When we think of Advent (if we have any thoughts), we are usually drawn to the comforting images of Christmas–Jesus as a baby, peace on earth, good will toward men, etc. If we’ve gone deeper into Advent, perhaps we recognize it as a season of pain, longing, unmet expectations, and hopeful waiting. But have we ever thought of Advent as God’s declaration of war?
Ancient Christians passed to us a formula to describe this war, formalized especially in the vows taken by adult converts being presented for baptism. The questioning goes something like this: “Do you renounce the devil, the world, and the flesh?” It’s a beautiful summary of our three-front war. Against this triple threat, a mighty Warrior has been called out from the Triune community to come down and clean house. The Incarnation of the Son of God–the Father’s declaration of war.

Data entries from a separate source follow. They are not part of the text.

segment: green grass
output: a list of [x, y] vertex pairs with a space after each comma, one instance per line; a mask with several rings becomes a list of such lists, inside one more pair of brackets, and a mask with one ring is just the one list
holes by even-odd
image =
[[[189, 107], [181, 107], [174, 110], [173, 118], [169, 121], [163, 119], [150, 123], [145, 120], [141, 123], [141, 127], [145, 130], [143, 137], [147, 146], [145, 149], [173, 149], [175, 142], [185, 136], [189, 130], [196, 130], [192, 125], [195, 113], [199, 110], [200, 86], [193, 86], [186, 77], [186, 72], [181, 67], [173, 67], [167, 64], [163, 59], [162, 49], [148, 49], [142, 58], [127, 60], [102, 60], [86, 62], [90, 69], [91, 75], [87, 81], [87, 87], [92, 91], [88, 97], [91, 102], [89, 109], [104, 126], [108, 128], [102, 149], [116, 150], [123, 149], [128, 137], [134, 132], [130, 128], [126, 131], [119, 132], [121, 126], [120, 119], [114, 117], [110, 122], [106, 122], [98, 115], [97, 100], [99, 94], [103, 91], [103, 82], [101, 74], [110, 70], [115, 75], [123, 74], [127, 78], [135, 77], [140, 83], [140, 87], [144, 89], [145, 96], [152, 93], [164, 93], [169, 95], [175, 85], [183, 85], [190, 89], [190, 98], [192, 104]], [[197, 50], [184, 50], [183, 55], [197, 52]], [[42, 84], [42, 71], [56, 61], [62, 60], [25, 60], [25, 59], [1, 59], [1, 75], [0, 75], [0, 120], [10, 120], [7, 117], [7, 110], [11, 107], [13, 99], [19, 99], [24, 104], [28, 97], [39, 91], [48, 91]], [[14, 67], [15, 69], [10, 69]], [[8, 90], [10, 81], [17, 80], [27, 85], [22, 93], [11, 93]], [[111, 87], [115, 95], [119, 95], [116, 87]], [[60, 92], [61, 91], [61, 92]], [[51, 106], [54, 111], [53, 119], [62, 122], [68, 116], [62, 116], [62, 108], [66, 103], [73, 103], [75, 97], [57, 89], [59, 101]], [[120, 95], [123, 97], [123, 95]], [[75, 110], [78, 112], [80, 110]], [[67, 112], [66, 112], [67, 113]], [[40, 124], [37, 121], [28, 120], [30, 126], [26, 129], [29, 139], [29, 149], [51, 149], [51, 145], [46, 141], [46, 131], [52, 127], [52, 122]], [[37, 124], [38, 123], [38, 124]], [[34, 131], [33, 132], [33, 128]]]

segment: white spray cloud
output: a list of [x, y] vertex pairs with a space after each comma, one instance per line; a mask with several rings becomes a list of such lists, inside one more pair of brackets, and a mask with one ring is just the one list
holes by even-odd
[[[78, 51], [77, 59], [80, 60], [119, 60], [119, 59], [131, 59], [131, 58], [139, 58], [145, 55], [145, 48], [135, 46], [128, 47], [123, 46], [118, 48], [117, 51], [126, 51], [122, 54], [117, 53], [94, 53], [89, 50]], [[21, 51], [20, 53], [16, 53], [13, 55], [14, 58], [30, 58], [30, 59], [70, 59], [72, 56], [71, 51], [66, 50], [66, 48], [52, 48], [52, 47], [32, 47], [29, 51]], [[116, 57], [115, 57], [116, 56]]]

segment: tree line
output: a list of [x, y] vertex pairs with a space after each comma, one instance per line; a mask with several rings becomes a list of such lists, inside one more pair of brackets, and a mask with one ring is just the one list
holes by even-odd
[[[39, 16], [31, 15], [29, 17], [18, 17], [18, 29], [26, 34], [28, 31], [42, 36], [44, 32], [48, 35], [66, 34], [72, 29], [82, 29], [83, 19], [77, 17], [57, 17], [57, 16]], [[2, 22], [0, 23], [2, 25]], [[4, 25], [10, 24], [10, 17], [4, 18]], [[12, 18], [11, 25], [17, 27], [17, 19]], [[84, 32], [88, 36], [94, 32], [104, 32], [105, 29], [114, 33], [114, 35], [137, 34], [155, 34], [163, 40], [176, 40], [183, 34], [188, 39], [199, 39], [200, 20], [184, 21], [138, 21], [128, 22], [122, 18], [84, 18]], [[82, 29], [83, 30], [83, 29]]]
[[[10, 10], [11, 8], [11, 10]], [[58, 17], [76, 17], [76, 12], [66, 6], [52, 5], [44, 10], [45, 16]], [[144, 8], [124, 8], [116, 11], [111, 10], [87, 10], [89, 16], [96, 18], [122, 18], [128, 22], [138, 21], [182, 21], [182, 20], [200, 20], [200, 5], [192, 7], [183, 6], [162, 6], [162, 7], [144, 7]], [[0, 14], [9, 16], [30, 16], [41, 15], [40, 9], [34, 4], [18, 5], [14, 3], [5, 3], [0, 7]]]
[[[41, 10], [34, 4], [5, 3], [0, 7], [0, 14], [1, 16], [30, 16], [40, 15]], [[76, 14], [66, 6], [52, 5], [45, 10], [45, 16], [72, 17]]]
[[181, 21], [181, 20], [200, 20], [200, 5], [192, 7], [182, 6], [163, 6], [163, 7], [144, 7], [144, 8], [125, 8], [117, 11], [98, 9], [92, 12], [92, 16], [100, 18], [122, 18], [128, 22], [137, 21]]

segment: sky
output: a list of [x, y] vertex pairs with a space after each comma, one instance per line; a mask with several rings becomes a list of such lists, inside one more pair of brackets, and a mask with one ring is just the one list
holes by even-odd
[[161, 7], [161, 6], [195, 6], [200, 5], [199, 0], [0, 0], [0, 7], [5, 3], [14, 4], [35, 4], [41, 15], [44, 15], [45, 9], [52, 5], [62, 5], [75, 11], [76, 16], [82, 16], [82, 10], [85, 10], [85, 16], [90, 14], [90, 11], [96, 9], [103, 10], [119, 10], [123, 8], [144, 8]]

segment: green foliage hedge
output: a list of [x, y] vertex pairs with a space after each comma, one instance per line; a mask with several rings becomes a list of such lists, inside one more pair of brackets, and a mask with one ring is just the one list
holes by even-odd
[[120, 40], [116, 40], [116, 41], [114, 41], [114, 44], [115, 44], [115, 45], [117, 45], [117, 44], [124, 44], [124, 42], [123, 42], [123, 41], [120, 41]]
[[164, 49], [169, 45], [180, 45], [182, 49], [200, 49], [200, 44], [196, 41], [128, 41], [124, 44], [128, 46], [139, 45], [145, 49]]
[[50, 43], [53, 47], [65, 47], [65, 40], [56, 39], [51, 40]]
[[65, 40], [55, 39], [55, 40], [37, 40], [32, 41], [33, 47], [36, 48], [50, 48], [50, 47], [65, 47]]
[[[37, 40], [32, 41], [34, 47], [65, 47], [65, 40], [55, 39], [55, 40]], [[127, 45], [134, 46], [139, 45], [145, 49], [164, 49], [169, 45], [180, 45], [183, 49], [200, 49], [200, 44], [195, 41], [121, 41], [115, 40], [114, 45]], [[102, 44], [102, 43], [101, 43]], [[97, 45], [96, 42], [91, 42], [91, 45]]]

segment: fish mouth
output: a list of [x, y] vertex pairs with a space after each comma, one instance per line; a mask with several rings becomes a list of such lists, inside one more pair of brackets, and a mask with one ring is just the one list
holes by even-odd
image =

I was reminded of all this last week as our nation wrestled, shouted, ignored, and wept over Ferguson. Many of you probably felt like me after having gone through various emotions…helpless. Really, truly, what can we do? These kinds of moments aren’t solved by changes in governmental policies or even our own willpower to somehow become better, less (individually and/or institutionally) racist people. It seems pretty helpless when our divided reaction ranges from “We don’t have a problem” to “We have a serious problem!” And so, if we’re a Christian, we throw our hands up and look to the sky, crying, “Help us, Jesus!”
Interestingly, that’s the cry of Advent: “O come, O come Emmanuel, and ransom captive Israel.” God has a powerful sense of liturgical timing.
Last week, I was reminded of and comforted by Jesus’ Warrior-ness when I heard The Modern Post’s new Advent EP, The Low-Born King, with it’s violent, glitchy, dubstepy final track, “This is War”:
This is war, like you ain’t seen
This winter’s long, it’s cold and mean
With downcast hearts, we stood condemned
The tide turns now at Bethlehem
This is war, and born tonight
The Word as Flesh, the Lord of Light
The Son of God, the Low-born King
Whom demons fear, whom angels sing
Alleluia, the child is born
He is the rescue we’ve waited for
The throne of David, He will restore
And reign with mercy forevermore
This is war, on sin and death
The dark will take its final breath
It shakes the earth, confounds all plans
The mystery of God as man
This reminds me of a piece of music written over 70 years ago by Benjamin Britten as a part of his “Ceremony of Carols.” Not suprisingly, given our discussion, he wrote it during World War II, a season of national and international unrest:
This little Babe so few days old, is come to rifle Satan’s fold;
All hell doth at his presence quake, though he himself for cold do shake;
For in this weak unarmed wise the gates of hell he will surprise.
With tears he fights and wins the field, His naked breast stands for a shield;
His battering shot are babish cries, His arrows looks of weeping eyes,
His martial ensigns Cold and Need, and feeble Flesh his warrior’s steed.
His camp is pitched in a stall, His bulwark but a broken wall;
The crib his trench, haystalks his stakes; of shepherds he his muster makes;
And thus, as sure his foe to wound, the angels’ trumps alarum sound.
My soul, with Christ join thou in fight; stick to the tents that he hath pight.*
Within his crib is surest ward; this little Babe will be thy guard.
If thou wilt foil thy foes with joy, then flit not from this heavenly Boy.
*”pight” = pitched
This song goes further into what ancient Christians (even the apostles) called “the mystery of our faith”–that God wins by losing, defeats by being defeated.
Friends, this is our Warrior-King. Look upon this baby, for He is our salvation. And He WILL make all things new by the Word of His power. Happy Advent.